I decided on an Easter themed project. Easter is one of my favourite times of the year with Spring on the way and so much chocolate around! I decided to make some decorations in the shape of Easter eggs. Using the tools I have for polymer clay I rolled out the clay until it was fairly thin, probably just under half a centimetre. I have some plastic texture sheets which I then rolled on top to give the decorations different textures, but if you don’t have these then you could use anything which has a textured surface; leaves and twigs often work well pressed into clay.
I then used an egg shaped cookie cutter (not recommended for use with food after using with clay) to cut out my shapes. I used a small circle cutter to create a hole at the top for the ribbon to go through and I also found a small flower cutter which I used on some of the eggs to add extra interest.

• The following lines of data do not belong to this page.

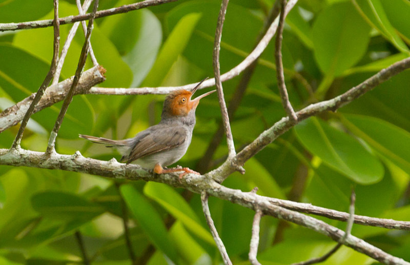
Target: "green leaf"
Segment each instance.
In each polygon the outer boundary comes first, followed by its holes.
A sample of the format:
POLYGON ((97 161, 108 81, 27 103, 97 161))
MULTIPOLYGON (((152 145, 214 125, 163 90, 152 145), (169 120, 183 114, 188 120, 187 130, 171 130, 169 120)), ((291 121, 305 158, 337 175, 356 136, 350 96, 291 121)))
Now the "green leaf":
POLYGON ((313 42, 311 36, 311 27, 302 17, 298 8, 292 8, 286 16, 286 23, 292 28, 292 31, 299 37, 306 47, 313 48, 313 42))
POLYGON ((37 91, 50 68, 44 61, 8 44, 0 44, 0 86, 15 102, 37 91), (16 64, 19 62, 25 63, 16 64))
POLYGON ((204 250, 187 231, 181 222, 177 221, 174 223, 170 231, 170 234, 178 253, 184 260, 188 261, 188 264, 197 264, 195 261, 199 259, 204 258, 203 256, 206 256, 210 260, 210 257, 204 250), (189 251, 187 251, 187 249, 189 251))
POLYGON ((377 118, 344 116, 343 124, 356 135, 410 174, 410 133, 377 118))
POLYGON ((0 1, 0 23, 36 20, 53 9, 48 0, 10 0, 0 1))
MULTIPOLYGON (((397 2, 397 0, 388 1, 389 5, 392 2, 397 2)), ((383 37, 389 40, 399 51, 410 54, 410 51, 406 44, 400 38, 395 28, 392 26, 389 21, 389 17, 387 17, 386 15, 386 12, 384 11, 383 5, 380 0, 355 0, 354 3, 360 15, 364 18, 367 23, 378 30, 383 37)), ((396 6, 396 7, 398 7, 396 6)), ((408 9, 407 8, 407 10, 408 9)), ((398 10, 395 9, 394 16, 397 15, 396 13, 398 10)), ((402 10, 402 12, 405 12, 404 10, 402 10)), ((404 19, 401 20, 401 23, 405 23, 406 21, 406 19, 404 19)))
POLYGON ((0 181, 0 209, 3 209, 4 203, 6 202, 6 191, 4 190, 2 181, 0 181))
POLYGON ((295 131, 310 152, 355 182, 371 184, 383 177, 380 161, 347 134, 315 117, 300 123, 295 131))
POLYGON ((170 240, 165 226, 155 208, 132 185, 122 185, 120 191, 133 215, 152 243, 172 260, 176 260, 176 251, 170 240))
POLYGON ((382 59, 372 62, 367 65, 353 67, 345 71, 343 75, 348 75, 354 73, 361 73, 366 72, 378 72, 382 69, 393 65, 395 63, 405 59, 408 55, 405 53, 398 53, 382 59))
POLYGON ((201 226, 194 211, 173 189, 166 184, 149 182, 144 187, 144 194, 159 203, 200 238, 212 245, 215 244, 212 236, 201 226))
POLYGON ((161 85, 172 65, 185 49, 200 17, 200 14, 193 13, 184 16, 178 22, 161 48, 142 86, 161 85))
POLYGON ((350 2, 323 10, 312 35, 315 58, 322 71, 338 76, 357 63, 366 51, 370 30, 350 2))
POLYGON ((382 6, 388 21, 404 38, 410 44, 410 25, 407 23, 410 13, 410 2, 408 0, 382 0, 382 6))
POLYGON ((132 87, 139 86, 148 74, 157 57, 162 39, 162 28, 156 16, 148 9, 141 10, 140 16, 139 37, 122 57, 134 74, 132 87))
MULTIPOLYGON (((299 229, 297 232, 299 235, 309 233, 304 229, 299 229)), ((287 239, 259 254, 258 260, 262 264, 269 265, 299 262, 322 256, 330 251, 334 246, 333 242, 316 238, 287 239)), ((323 264, 351 265, 371 263, 373 261, 374 259, 363 254, 342 247, 323 264)))
POLYGON ((46 191, 31 198, 33 208, 45 217, 61 220, 91 220, 104 212, 102 208, 75 194, 46 191))
MULTIPOLYGON (((122 1, 117 5, 134 2, 122 1)), ((132 71, 131 87, 138 87, 152 67, 159 50, 162 37, 159 21, 150 11, 142 9, 107 17, 100 27, 132 71)))

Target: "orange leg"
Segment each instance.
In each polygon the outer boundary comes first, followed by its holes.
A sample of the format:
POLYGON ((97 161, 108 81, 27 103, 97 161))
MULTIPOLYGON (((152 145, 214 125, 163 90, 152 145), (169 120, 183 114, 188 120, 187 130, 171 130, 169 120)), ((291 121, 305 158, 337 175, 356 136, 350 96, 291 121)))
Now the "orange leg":
POLYGON ((179 174, 179 179, 188 173, 197 174, 198 175, 201 174, 200 173, 190 169, 188 168, 174 168, 172 169, 164 169, 159 164, 156 164, 154 167, 154 172, 157 174, 177 172, 178 171, 184 171, 183 173, 179 174))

Once my textured shapes were all cut out I left them to dry. I read that air dry clay usually takes 24-48 hours to dry out completely. I went down to my studio the next day to see if they were dry enough to turn over to make sure the backs were dry too, but they hadn’t dried at all. As this was quite an experimental project for me I decided to put them in my dehydrator to see if it would speed up the process. I was a bit worried in case the faster drying would cause them to crack. I put the dehydrator on the lowest setting and left them for a few hours. When I went back to check on them they were almost dry so I turned them over and left them again. When I went down at the end of the day they were completely dried out. I left them overnight on a table before continuing to the next stage.
Before painting them I decided to sand them as they still had really rough edges. I think for my next project I will smooth the edges down with some water and a sponge before drying to minimise this. I used a 400 grade sandpaper which is the roughest grade I had to hand. It took a bit of work but it was definitely a step worth doing as the eggs looked so much better once it was done.

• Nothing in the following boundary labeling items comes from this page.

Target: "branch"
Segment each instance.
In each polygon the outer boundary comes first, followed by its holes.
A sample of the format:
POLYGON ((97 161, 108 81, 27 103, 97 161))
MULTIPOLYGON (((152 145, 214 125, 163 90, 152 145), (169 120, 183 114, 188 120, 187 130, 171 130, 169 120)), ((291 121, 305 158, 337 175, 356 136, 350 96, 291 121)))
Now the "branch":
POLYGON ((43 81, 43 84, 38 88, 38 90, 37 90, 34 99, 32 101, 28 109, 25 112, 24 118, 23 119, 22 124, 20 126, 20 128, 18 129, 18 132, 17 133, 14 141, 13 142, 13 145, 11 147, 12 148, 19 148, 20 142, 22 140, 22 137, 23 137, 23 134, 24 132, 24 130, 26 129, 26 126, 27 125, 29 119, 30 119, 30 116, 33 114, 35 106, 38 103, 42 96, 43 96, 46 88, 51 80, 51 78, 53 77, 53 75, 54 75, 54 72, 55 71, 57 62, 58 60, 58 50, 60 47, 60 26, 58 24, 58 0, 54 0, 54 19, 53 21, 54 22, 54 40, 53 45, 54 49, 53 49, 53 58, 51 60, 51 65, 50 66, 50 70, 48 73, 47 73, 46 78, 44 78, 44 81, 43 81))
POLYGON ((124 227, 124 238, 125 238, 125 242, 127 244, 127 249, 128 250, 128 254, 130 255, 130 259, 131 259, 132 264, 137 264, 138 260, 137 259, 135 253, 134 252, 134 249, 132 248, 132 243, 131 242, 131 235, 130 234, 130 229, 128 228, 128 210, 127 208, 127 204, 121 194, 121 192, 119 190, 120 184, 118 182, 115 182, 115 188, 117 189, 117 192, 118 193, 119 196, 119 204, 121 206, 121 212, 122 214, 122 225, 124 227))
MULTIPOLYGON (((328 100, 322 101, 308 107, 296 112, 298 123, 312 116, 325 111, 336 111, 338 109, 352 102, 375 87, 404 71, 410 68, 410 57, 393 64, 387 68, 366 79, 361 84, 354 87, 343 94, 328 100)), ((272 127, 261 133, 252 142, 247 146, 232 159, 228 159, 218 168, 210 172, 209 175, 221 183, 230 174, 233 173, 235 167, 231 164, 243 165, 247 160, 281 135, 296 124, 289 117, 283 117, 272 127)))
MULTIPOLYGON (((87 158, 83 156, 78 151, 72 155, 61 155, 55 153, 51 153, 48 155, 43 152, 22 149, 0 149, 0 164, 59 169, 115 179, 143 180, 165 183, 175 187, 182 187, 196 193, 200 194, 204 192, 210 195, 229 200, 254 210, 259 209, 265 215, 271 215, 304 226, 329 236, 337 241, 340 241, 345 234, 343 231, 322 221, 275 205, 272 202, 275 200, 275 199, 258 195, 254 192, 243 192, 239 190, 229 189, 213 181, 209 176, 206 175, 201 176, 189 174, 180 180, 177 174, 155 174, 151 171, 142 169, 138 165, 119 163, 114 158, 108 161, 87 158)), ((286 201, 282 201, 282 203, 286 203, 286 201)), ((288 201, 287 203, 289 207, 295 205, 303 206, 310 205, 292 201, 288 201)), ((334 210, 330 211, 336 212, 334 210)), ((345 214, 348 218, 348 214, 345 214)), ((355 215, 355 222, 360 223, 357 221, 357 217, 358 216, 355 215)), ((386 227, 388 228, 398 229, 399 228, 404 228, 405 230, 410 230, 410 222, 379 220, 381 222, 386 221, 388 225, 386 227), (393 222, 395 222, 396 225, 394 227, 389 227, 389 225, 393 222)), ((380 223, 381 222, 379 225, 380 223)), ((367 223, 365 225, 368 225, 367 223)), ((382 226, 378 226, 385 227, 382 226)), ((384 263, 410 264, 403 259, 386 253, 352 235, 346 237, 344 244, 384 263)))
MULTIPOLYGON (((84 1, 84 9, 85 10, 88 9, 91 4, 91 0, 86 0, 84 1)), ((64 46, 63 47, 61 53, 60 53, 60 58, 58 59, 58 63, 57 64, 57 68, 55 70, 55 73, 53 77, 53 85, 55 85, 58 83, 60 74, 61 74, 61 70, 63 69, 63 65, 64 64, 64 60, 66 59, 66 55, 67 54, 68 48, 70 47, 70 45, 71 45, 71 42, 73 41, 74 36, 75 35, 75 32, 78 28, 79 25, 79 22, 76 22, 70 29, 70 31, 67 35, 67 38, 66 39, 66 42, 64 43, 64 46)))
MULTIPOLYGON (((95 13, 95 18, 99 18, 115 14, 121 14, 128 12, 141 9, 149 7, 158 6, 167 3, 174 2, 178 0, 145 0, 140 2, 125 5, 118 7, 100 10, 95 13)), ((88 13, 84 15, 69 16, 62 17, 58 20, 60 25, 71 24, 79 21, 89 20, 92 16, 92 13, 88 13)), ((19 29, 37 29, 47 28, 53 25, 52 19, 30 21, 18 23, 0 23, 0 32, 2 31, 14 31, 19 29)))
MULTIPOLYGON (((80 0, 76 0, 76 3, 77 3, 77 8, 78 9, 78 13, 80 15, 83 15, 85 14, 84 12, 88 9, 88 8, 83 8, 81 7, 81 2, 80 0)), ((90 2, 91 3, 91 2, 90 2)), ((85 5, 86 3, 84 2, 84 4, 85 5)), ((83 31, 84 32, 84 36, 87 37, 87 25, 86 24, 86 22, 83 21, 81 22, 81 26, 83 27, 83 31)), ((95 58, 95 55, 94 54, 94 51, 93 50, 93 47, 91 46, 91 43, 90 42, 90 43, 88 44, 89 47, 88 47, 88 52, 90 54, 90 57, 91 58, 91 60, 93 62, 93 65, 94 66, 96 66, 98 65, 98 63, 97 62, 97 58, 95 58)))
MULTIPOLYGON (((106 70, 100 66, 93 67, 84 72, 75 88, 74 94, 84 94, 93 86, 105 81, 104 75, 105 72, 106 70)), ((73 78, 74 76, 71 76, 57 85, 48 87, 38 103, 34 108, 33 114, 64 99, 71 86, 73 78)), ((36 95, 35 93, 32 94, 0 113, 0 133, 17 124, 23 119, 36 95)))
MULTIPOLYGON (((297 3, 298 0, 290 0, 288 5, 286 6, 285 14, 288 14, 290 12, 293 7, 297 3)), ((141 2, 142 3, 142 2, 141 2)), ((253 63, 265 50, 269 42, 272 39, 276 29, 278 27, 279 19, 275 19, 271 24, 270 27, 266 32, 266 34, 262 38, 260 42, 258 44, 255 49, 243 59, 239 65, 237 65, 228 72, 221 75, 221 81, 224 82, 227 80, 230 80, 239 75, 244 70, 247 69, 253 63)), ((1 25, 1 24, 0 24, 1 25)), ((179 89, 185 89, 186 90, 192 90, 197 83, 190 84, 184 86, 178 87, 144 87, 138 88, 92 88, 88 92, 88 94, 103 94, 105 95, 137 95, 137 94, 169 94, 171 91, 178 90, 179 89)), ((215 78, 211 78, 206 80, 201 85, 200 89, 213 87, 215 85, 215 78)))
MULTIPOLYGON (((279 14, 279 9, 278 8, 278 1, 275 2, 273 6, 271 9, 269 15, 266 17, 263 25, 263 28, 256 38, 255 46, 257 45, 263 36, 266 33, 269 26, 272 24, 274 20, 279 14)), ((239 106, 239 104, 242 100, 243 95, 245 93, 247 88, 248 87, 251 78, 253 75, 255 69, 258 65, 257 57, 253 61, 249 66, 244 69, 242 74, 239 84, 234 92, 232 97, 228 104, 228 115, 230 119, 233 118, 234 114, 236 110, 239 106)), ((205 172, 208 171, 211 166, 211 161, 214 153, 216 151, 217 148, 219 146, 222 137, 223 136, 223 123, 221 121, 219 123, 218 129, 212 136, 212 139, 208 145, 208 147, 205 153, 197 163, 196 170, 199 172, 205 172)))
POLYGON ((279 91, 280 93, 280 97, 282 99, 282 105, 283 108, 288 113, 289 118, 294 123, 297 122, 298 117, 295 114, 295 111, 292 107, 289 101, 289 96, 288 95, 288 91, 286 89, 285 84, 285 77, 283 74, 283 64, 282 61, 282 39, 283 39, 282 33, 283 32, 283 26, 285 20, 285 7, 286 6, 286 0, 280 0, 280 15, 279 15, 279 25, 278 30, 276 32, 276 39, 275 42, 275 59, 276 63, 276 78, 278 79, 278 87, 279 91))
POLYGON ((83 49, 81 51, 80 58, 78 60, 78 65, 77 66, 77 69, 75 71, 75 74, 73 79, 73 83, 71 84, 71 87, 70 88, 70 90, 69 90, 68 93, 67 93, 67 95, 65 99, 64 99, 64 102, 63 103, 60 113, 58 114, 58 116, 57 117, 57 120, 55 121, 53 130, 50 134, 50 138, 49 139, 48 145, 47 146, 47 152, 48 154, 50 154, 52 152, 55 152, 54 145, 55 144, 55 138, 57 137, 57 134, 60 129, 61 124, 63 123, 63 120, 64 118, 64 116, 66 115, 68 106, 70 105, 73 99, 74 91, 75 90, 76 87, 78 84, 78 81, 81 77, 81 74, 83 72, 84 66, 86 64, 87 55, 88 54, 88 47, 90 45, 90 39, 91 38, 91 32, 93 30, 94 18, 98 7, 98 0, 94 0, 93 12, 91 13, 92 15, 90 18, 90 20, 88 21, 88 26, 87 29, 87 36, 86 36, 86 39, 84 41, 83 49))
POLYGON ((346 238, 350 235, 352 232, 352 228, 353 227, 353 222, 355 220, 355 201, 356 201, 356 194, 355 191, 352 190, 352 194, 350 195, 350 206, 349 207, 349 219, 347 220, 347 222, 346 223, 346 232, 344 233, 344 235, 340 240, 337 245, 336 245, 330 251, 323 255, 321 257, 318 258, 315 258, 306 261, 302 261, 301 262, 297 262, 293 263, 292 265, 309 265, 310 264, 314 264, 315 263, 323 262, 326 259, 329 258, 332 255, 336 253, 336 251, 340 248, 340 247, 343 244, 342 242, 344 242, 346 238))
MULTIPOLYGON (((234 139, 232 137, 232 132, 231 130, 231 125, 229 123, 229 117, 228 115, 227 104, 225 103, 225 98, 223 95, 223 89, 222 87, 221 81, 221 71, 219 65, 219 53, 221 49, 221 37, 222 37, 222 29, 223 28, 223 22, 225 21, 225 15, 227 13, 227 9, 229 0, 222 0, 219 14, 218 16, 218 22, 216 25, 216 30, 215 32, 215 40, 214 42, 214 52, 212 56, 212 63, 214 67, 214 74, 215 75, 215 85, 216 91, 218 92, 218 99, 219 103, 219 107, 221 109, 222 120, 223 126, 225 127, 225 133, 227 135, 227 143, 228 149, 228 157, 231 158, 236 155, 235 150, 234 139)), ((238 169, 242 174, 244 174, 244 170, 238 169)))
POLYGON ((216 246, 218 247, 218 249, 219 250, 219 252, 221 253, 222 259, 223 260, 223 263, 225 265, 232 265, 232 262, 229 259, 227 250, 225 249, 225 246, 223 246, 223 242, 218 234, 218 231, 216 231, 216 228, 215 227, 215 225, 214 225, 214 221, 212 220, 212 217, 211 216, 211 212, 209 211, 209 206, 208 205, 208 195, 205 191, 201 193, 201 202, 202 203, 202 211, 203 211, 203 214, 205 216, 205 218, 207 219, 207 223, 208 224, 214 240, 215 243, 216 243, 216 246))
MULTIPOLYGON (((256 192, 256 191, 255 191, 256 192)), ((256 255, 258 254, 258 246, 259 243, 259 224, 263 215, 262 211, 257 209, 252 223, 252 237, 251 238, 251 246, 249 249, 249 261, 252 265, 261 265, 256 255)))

I then gave them all a white base coat of acrylic paint. Although the clay dries white I felt that the other colours would pop out more with a white base. Once that was dry I could then start to colour them. I decided to sponge the paint on to make the textures stand out more as I thought if I brushed the paint on they might lose some of their 3D quality. I had a bit of fun blending some of the colour together to create an ombré effect. After the paint had dried I added two coats of PVA glue mixed with some water to seal them, letting them dry in between each layer. Although this won’t make them completely waterproof it should help to prevent water getting in and ruining them.
I’m pretty pleased with my results, although I would like to do some more experimentation to work out how to get them to dry flat! It’s not quite the same as working with proper clay, glazing and firing in a proper kiln, but as an at-home alternative it’s pretty good to play around with and make some fun smaller items. I bought myself a book with some projects in called ‘Make it with Air-Dry Clay’ by Fay De Winter so I will definitely be giving some of them a go, plus I also have a few projects of my own in mind too so watch this space!